4.    In afwijking van het derde lid wordt het besluit tot vaststelling van het bestemmingsplan zes weken na de vaststelling bekendgemaakt, indien door gedeputeerde staten, Onze Minister of Onze Minister wie het aangaat een zienswijze is ingediend en deze niet volledig is overgenomen of indien de gemeenteraad bij de vaststelling van het bestemmingsplan daarin wijzigingen heeft aangebracht ten opzichte van het ontwerp, anders dan op grond van zienswijzen van gedeputeerde staten, Onze Minister of Onze Minister wie het aangaat. In zodanig geval zenden burgemeester en wethouders na de vaststelling onverwijld langs elektronische weg het raadsbesluit aan gedeputeerde staten onderscheidenlijk Onze Minister of Onze Minister wie het aangaat.
5.    Het besluit tot vaststelling van het bestemmingsplan treedt in werking met ingang van de dag na die waarop de beroepstermijn afloopt, behoudens voor zover het zesde lid van toepassing is.
6.    Indien aan de in het vierde lid bedoelde voorwaarden is voldaan kunnen gedeputeerde staten onderscheidenlijk Onze Minister, onverminderd andere aan hen toekomende bevoegdheden, binnen de in dat lid genoemde termijn met betrekking tot het desbetreffende onderdeel van het vastgestelde bestemmingsplan aan de gemeenteraad een aanwijzing als bedoeld in artikel 4.2, eerste lid, onderscheidenlijk artikel 4.4, eerste lid, onder a, geven, ertoe strekkende dat dat onderdeel geen deel blijft uitmaken van het bestemmingsplan zoals het is vastgesteld. Artikel 4.2, tweede tot en met vierde lid, onderscheidenlijk artikel 4.4, tweede tot en met vierde lid, zijn op deze aanwijzing niet van toepassing. De kennisgeving van het besluit tot aanwijzing geschiedt tevens langs elektronische weg.
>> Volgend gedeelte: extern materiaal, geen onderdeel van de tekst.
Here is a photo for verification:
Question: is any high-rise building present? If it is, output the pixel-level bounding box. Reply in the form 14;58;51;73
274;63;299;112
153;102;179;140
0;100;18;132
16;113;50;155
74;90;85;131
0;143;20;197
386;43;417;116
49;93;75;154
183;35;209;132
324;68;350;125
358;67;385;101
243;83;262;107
Gedeputeerde staten onderscheidenlijk Onze Minister vermelden in de redengeving de aan het besluit ten grondslag liggende feiten, omstandigheden en overwegingen die de provincie onderscheidenlijk het Rijk beletten het betrokken provinciaal onderscheidenlijk nationaal belang met inzet van andere aan hen toekomende bevoegdheden te beschermen. Het besluit tot vaststelling van het bestemmingsplan wordt alsdan met uitsluiting van dat onderdeel, samen met het aanwijzingsbesluit en op gelijke wijze door burgemeester en wethouders bekendgemaakt. De in het vierde lid genoemde termijn wordt hiertoe met een week verlengd. De termijn voor indiening van een beroepschrift tegen het aanwijzingsbesluit vangt aan met ingang van de dag na die waarop dit besluit ter inzage is gelegd. Zodra het aanwijzingsbesluit onherroepelijk is geworden vervalt het vaststellingsbesluit voor dat onderdeel.